This post is by our student Charlotte – you can read more of her thoughts on her blog.
I have been asked so many times, ‘what is the point in studying history?’ and ‘what good is a history degree?’ So, I thought I would write a blog about it!
I have always been fascinated with the history of medicine and have recently been listening to an American podcast called This Podcast Will Kill You. It is hosted by two epidemiologists who discuss viruses and explore the biology of viruses, the history of the disease and the impact it has today. It was whilst listening that I thought, why are the sciences and humanities often put in opposing corners when this extremely successful podcast looks at the history of medicine as well as the science. They explain why it is important to understand the history of disease as often this explains people’s attitudes today. So, what better way to outline why history matters than with a 5-point list!!
1) We can learn from past experiences.
History allows us to explore the past, this could be in terms of politics, culture, gender, economics, religion etc. We are already (hopefully) learning from the mistakes made during the Covid-19 pandemic. This can extend further to see how people in the past responded to pandemics, what worked for them and what didn’t? We can see what happened when far right or far left groups entered politics and gained power. What were the warning signs, and can we spot them today to prevent any future harm?
2) To become good citizens.
A lot of citizen tests refer to the history of the country, this is partly to ensure that people have an understanding of why things are a certain way.
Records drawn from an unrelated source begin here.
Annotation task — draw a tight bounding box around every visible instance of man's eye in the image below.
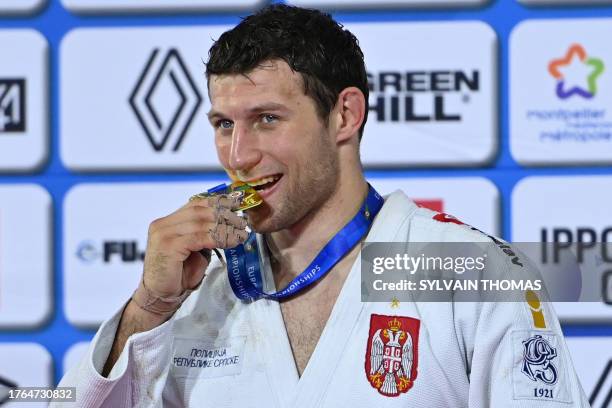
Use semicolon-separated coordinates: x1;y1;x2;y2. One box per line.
261;114;278;123
217;119;234;129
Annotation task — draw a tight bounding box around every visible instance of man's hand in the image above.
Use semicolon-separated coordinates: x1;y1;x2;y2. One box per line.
143;196;248;297
102;196;248;377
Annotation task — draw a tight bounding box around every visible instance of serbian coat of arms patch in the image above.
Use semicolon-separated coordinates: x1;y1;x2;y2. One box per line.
365;314;421;397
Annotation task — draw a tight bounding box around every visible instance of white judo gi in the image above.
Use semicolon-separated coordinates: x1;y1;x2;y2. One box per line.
51;192;589;408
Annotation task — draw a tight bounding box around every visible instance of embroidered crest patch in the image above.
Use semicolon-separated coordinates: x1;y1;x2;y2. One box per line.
512;330;572;404
365;314;421;397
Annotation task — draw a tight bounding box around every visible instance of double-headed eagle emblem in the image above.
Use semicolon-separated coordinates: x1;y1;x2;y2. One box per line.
365;315;420;397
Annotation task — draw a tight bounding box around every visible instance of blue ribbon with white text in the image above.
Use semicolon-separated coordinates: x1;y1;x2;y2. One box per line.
224;186;384;301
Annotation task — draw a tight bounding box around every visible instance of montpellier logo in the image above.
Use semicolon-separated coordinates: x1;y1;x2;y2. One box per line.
129;48;202;152
365;314;421;397
0;78;26;133
548;44;604;99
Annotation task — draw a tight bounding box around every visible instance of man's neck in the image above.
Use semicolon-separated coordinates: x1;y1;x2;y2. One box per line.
266;175;368;286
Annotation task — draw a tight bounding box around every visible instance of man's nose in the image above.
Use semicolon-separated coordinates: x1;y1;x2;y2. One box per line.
229;124;261;171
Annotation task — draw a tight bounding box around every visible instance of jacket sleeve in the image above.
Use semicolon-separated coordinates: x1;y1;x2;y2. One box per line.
466;244;590;408
50;302;174;408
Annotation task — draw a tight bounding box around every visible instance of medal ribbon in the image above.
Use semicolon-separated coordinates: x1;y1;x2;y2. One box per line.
224;185;384;301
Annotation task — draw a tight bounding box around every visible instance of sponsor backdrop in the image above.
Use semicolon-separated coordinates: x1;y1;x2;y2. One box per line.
0;0;612;396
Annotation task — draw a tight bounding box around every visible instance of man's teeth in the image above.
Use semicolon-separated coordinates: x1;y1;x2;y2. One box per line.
249;176;280;187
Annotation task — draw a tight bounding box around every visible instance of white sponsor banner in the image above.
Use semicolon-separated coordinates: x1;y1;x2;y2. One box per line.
62;341;90;374
510;19;612;165
346;21;497;166
0;343;53;408
0;0;46;15
512;176;612;322
64;180;222;327
566;337;612;408
62;0;261;13
287;0;489;8
368;177;500;235
0;29;49;172
60;26;229;171
0;184;52;328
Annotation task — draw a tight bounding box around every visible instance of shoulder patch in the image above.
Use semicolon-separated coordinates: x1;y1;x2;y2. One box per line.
511;330;572;403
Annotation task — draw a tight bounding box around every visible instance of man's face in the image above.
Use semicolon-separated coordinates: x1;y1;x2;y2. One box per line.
209;60;339;233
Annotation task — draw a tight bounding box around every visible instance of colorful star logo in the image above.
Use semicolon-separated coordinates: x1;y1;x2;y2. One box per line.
548;44;604;99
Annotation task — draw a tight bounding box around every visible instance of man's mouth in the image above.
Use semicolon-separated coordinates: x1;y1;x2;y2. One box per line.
247;174;283;192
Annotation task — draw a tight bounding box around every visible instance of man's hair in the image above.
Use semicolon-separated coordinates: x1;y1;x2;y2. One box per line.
206;4;369;139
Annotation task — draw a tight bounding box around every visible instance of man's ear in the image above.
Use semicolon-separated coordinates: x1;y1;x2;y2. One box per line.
333;86;365;143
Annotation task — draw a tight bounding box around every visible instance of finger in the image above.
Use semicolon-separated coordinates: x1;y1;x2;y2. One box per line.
192;193;242;210
216;208;248;229
209;224;249;248
149;205;218;233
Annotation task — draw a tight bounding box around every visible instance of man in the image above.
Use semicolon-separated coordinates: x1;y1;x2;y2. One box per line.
55;5;588;408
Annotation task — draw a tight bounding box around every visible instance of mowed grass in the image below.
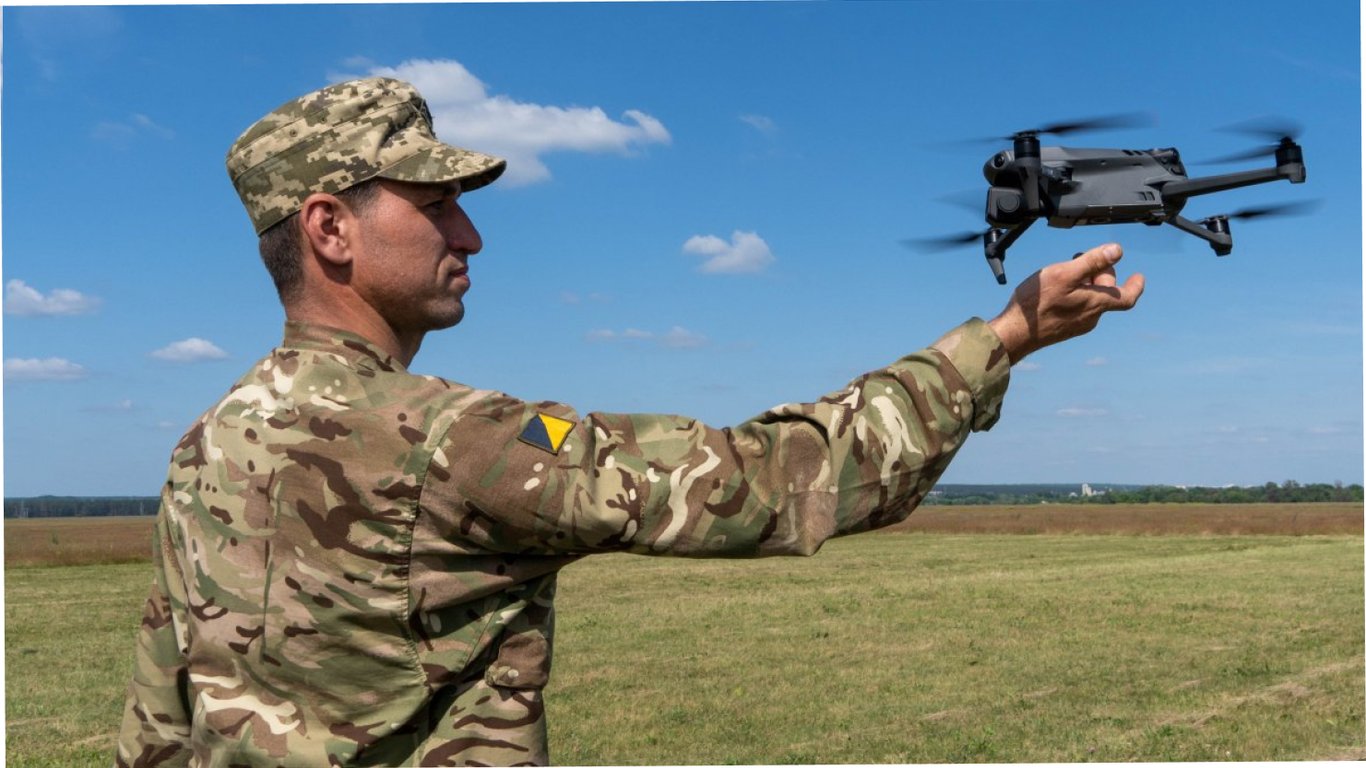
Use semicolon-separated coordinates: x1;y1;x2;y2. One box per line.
549;534;1366;764
5;506;1366;767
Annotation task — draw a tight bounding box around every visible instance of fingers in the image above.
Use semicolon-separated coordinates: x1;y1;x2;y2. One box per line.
1068;243;1124;286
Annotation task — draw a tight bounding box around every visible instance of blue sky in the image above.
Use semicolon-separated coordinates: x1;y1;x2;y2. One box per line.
0;0;1363;496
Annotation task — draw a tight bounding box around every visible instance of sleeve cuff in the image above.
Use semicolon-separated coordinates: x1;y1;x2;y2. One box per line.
930;317;1011;432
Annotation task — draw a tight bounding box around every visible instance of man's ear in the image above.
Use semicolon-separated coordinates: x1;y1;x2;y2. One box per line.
299;193;357;266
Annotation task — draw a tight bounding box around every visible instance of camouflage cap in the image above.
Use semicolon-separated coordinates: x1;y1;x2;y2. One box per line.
227;78;507;235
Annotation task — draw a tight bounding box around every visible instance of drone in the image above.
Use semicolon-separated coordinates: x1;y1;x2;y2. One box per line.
917;116;1305;286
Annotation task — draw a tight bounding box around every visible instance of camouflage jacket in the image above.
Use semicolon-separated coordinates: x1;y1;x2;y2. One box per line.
117;318;1009;767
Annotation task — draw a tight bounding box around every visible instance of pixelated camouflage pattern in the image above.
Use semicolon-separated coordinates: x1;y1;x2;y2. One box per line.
227;78;507;234
117;318;1008;767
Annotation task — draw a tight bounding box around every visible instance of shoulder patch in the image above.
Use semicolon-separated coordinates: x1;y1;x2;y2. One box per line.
516;413;574;454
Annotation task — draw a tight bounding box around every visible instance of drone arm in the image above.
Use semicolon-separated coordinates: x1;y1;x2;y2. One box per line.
1167;216;1233;256
1162;165;1305;200
982;219;1037;286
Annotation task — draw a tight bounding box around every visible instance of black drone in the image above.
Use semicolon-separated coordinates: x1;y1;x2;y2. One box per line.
917;116;1305;286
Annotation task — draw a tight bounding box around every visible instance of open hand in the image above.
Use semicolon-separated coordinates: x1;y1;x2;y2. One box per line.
990;243;1143;365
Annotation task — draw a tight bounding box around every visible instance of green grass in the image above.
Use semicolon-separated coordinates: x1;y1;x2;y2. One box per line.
5;534;1366;767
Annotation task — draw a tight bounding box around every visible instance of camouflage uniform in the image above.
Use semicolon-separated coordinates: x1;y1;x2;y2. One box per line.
117;76;1009;767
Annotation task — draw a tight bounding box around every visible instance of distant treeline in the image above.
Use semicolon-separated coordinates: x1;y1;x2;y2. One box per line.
4;480;1363;519
4;496;161;519
925;480;1363;504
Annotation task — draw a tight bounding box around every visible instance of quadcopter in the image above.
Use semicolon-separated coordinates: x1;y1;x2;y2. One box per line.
918;116;1305;286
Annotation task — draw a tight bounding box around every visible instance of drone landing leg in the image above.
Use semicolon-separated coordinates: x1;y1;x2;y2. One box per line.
1167;216;1233;256
982;219;1035;286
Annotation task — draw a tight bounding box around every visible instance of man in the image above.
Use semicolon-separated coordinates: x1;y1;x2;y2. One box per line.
117;78;1143;767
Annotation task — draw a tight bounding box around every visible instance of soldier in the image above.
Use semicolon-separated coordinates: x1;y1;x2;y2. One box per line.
117;78;1143;767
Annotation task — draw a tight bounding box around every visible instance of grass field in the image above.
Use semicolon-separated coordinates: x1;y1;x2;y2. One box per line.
5;506;1366;767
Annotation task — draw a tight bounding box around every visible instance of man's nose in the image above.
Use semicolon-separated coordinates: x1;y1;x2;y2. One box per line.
445;204;484;256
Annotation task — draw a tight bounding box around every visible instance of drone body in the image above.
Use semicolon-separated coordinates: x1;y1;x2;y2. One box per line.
949;122;1305;284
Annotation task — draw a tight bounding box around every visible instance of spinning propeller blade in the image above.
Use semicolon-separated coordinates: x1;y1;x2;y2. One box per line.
902;228;992;253
1205;200;1320;221
1198;118;1303;165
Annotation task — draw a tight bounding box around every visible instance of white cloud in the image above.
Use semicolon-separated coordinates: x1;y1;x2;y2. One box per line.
587;325;706;350
1057;409;1109;418
4;357;86;381
152;338;228;362
90;112;175;146
4;280;100;316
346;59;672;184
660;325;706;350
740;115;777;135
683;230;775;275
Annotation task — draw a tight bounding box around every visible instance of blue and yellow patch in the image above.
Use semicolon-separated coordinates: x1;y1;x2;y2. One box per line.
516;413;574;455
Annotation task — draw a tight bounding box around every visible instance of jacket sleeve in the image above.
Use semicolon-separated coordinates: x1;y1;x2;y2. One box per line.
116;504;191;768
421;318;1009;558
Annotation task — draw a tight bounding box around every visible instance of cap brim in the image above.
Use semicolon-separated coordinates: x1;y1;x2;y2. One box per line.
376;143;507;191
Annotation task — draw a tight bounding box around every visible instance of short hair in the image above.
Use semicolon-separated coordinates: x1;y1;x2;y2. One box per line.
258;178;380;303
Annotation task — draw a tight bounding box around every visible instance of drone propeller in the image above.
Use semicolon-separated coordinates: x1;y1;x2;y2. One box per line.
1201;118;1303;165
986;112;1157;141
1202;200;1320;224
902;228;992;253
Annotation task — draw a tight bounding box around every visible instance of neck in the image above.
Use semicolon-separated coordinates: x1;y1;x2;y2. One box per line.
284;301;425;368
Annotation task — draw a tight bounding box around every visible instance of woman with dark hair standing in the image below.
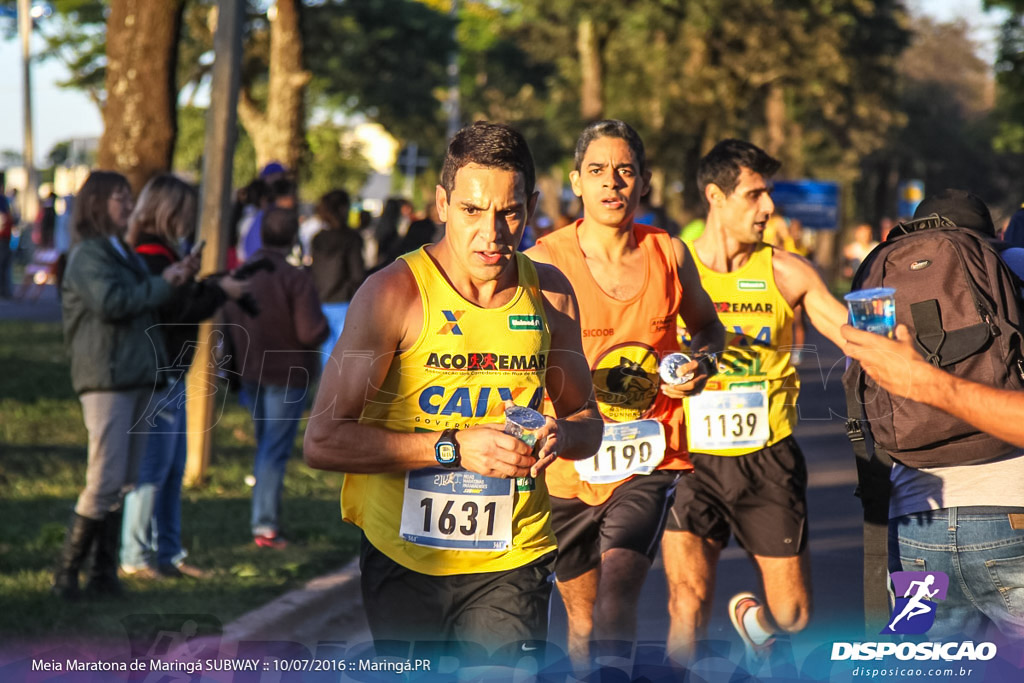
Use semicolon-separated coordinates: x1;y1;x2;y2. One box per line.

Studying history means you can explore why people have fought and continue to fight in some countries for the vote and human rights. Homosexuality is still illegal in many countries and here in Britain the LGBTQ+ community can still receive hatred and hostility. Perhaps a better understanding of their struggle could create more empathy amongst the ignorant. Studying history enables us to think critically about information we receive and understand the origins, for example, why did we join the EU? Do those in power who argue against this understand the implications that could have?
3) To become better humans.
Studying history isn’t just about kings and queens (unless that’s what you’re interested in). History can be family history, learning about your ancestors or even your local community. This isn’t always positive but that isn’t a bad thing, it’s good to feel angry or disappointed about people’s past decisions. By feeling angry that means there has been a change and we can continue to change hopefully for the better. We can see how far humanity has come and explore where we could potentially go.
4) History directly impacts today.
History is often referred to as a ‘dead’ subject but decisions from the past can still be felt today. The media often claim that we should return to having the death penalty, but I feel that if people understood why the death penalty was abolished and what an execution actually looked like, then they wouldn’t be so quick to throw that idea around. The NHS has been in crisis for a long time, but do we understand why the welfare state was created and what we would lose if we no longer had it. We are so fortunate in this country to get free medical care but in countries such as America, there are those who can’t afford cancer treatment and who get into extreme debt because they can’t afford health insurance to cover their HIV medication.
5) History is fun!!!
So, after all that doom and gloom I thought I would end on a positive note. History is so much fun and isn’t just about remembering key dates. The areas to explore today are endless, history covers witchcraft and folklore, sexuality, sports and leisure, crime, the media, medicine and so on. I regularly feel like a curious child asking BUT WHY! The next time someone says, ‘can you get a job studying history’, the answer should be a big fat yes. You can get a job studying history, it provides opportunities to develop many transferable skills such as being analytical, being creative, being able to construct an argument and being able to communicate in a variety of different ways. But, job opportunities aside, it is a fascinating subject! I have really enjoyed the virtual talks from museums since Covid-19, but I can’t wait to be able to visit them again and absorb the history, when it is safe to do so.